Il finale del disco propone un quartetto killer, aperto dalla bellissima melodia di "Factory", brevissima nei suoi due minuti e diciannove secondi, quanto basta per disegnare un bozzetto in cui Bittan e Federici sono i protagonisti assoluti. Dedicata al padre operaio è una canzone di una dolcezza infinita, una nenia. E come tutte le nenie deve durare poco e lasciare un finale sfumato, ad intuire una circolarità infinita. 

"Streets of fire" è l'apoteosi del contrasto vuoto/pieno cui il rock da sempre attinge, e sempre attingerà. Introdotta da un organo quasi liturgico, la voce di Springsteen canta sardonica "Quando la notte è tranquilla/ e non ti importa più di nulla/e i tuoi occhi sono stanchi/e c'è qualcuno alla tua porta/e tu realizzi che vuoi lasciare perdere tutto". Sono cinquanta secondi di quiete, anche si avverte un'elettricità strana nell'aria: un secondo dopo ecco l'attacco veemente della E-Street Band, con un impeto violento, proprio a sottolineare quelle 3 parole "streets of fire", chitarroni ad accordi lunghi ad enfatizzare ancora di più. Piano piano le chitarre prendono il sopravvento, l'assolo è tiratissimo, distorto e rumoroso e sembra provenire da lontano. Molte critiche saranno mosse alle modalità di registrazione del disco, da molti considerato obsoleto già al momento dell'uscita. Eppure a me, quattro decenni dopo, sembra una scelta azzeccata e che rende molto realistico il prodotto.

"Prove it all night" introduce uno Springsteen che vedremo in maniera più focalizzata in The river per quanto concerne gli arrangiamenti.

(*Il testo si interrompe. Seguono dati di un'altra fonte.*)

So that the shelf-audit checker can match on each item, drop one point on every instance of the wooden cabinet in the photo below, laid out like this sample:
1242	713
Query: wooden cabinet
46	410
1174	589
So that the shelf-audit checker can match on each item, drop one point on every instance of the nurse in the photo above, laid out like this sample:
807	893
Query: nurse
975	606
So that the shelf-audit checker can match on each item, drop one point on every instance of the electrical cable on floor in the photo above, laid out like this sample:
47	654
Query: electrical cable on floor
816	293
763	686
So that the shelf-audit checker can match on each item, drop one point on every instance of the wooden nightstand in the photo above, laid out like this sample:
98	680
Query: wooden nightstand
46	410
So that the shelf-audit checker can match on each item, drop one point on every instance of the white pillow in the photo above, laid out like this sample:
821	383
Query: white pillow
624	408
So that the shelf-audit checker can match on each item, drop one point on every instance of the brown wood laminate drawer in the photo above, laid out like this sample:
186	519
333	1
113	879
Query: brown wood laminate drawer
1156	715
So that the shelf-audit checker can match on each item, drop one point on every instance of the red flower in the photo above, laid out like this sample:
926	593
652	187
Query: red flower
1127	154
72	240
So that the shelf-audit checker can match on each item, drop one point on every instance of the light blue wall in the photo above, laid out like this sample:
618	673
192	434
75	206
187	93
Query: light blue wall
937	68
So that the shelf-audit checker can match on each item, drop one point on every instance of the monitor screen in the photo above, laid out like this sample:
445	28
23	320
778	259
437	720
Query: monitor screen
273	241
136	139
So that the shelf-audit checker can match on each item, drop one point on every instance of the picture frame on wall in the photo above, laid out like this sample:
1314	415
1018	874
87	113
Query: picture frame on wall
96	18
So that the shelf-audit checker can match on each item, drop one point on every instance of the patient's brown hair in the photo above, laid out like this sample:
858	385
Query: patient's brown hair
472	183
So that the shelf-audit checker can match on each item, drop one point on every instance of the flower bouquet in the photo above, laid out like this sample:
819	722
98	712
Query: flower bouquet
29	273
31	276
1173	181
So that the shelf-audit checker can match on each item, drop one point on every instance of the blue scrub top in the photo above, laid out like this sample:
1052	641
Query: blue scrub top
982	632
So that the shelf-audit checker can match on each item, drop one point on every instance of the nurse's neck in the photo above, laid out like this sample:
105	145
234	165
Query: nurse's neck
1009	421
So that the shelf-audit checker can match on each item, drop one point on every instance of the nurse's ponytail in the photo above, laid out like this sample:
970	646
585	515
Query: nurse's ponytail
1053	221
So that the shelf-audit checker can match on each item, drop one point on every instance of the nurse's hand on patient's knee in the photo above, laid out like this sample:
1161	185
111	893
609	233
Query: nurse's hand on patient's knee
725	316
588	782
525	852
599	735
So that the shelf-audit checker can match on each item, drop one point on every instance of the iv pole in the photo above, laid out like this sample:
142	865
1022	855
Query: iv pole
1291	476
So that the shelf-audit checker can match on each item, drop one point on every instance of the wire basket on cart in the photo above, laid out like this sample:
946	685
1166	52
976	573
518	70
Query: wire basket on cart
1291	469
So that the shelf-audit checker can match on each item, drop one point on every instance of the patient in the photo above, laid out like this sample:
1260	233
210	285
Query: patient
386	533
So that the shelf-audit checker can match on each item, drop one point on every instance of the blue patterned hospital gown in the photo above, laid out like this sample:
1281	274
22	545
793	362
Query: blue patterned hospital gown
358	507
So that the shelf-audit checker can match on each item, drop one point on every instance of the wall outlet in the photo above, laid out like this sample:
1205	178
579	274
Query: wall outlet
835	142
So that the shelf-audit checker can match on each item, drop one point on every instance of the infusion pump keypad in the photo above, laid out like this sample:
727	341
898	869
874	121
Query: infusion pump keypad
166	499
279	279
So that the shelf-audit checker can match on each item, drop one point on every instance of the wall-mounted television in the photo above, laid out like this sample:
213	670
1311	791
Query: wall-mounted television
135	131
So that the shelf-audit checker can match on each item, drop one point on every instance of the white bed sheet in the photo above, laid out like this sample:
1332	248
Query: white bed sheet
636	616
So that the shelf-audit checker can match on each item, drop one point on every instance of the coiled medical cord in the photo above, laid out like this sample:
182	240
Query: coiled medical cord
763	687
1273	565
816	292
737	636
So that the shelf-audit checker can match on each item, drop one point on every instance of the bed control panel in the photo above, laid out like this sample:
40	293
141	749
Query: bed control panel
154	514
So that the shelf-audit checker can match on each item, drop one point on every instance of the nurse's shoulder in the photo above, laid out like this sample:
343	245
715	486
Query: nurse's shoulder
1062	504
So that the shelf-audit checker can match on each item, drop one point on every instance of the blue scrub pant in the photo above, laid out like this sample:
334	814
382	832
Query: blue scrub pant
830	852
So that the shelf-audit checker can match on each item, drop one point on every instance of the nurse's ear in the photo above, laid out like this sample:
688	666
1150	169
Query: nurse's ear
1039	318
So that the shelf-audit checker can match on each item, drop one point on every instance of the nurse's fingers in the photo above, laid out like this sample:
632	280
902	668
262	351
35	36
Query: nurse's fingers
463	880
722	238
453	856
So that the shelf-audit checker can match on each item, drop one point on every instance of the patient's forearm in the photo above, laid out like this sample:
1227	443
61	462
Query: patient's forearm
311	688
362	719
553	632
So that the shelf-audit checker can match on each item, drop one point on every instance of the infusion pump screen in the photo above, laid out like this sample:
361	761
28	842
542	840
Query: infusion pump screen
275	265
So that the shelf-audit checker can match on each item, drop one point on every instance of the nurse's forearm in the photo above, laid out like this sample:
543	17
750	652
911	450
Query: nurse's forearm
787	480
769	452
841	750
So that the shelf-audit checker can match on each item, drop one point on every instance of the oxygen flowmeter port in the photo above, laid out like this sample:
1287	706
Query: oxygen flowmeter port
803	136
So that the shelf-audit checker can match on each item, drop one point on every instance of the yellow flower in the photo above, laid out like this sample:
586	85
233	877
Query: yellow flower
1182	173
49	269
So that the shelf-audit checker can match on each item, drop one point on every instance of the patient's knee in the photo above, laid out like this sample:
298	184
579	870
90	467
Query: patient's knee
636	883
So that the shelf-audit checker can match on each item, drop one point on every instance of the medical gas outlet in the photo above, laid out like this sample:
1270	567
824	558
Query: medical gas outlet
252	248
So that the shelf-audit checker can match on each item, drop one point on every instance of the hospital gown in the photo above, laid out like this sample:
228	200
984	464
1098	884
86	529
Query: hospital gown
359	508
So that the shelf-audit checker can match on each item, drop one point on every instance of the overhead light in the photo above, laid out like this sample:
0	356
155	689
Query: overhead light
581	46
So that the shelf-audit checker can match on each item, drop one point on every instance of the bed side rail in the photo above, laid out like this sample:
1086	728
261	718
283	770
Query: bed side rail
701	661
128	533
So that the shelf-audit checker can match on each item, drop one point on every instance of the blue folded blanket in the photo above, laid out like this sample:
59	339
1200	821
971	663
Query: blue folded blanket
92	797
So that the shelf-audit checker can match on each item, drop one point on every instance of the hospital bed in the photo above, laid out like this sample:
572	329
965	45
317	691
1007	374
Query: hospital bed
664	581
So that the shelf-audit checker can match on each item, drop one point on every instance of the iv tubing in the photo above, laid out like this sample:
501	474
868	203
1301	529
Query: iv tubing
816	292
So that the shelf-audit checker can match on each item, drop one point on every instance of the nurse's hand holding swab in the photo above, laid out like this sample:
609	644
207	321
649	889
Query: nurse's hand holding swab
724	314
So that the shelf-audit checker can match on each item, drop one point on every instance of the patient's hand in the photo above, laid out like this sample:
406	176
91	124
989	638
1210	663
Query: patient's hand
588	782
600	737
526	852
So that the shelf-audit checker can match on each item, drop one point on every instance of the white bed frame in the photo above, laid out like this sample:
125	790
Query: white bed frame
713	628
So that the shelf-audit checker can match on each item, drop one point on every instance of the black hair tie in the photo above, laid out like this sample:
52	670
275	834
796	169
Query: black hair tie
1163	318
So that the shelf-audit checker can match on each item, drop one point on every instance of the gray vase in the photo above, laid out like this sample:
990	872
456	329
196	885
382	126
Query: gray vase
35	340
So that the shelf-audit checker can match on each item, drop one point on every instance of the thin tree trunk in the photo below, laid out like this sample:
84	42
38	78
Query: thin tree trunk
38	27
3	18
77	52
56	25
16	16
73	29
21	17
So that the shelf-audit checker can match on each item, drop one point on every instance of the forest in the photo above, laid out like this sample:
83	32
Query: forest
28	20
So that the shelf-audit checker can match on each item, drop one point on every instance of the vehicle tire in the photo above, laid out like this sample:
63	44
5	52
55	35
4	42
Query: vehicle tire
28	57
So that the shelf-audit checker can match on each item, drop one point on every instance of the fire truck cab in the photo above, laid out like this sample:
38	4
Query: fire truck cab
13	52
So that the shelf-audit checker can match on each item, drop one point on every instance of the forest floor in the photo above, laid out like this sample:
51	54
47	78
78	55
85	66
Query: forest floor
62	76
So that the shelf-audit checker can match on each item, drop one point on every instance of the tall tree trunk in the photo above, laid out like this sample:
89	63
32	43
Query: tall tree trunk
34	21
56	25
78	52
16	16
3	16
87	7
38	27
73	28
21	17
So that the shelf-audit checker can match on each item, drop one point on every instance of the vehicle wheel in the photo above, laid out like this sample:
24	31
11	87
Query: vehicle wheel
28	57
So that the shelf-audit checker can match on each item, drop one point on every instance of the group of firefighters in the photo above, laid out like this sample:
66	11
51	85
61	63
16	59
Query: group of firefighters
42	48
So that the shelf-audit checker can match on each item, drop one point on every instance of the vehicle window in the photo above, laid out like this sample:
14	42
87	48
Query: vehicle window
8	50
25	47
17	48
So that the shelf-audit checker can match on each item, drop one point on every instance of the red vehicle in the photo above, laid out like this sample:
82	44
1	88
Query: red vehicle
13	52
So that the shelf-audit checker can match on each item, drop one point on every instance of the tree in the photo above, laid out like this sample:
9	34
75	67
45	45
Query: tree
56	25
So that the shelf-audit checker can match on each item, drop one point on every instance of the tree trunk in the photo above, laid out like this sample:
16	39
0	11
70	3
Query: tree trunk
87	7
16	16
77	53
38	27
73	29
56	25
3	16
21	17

E' una perfetta canzone da stadio, in cui - per una volta - musica e liriche vanno a braccetto, con una rinnovata promessa d'amore di una coppia, un inno alla vita che dal vivo troverà la sua consacrazione. Anche qui assolo infuocato del Boss. 

E si arriva alla fine con la title-track. E' stato scritto tanto su "Darkness on the edge of town", perchè una canzone spartiacque nella discografia di Springsteen. In ogni caso, anche qui il contrasto vuoto/pieno si sublima, anche se è la voce a condurci sulle montagne russe e la E-Street Band continua ed essere utilizzata come un'orchestra rock. Per la rivista Rolling Stone la canzone rientra tra le 10 top songs del Boss ed è anche una delle più richieste e suonate dal vivo. 

Ho già scritto che su queste canzoni molto è stato detto, e non sarò certamente io ad aggiungere concetti innovativi. Resta il fatto, insieme alla grandezza di un disco che ormai è storia, che una fetta importante del rock americano nasce qui a partire dalla scelta degli arrangiamenti, dalle melodie pressochè perfette e da un sapiente utilizzo delle dinamiche, qui da manuale universitario della musica. Ed una serie di canzoni senza mai un inciampo. Il che, come sapete, rende i dischi immortali.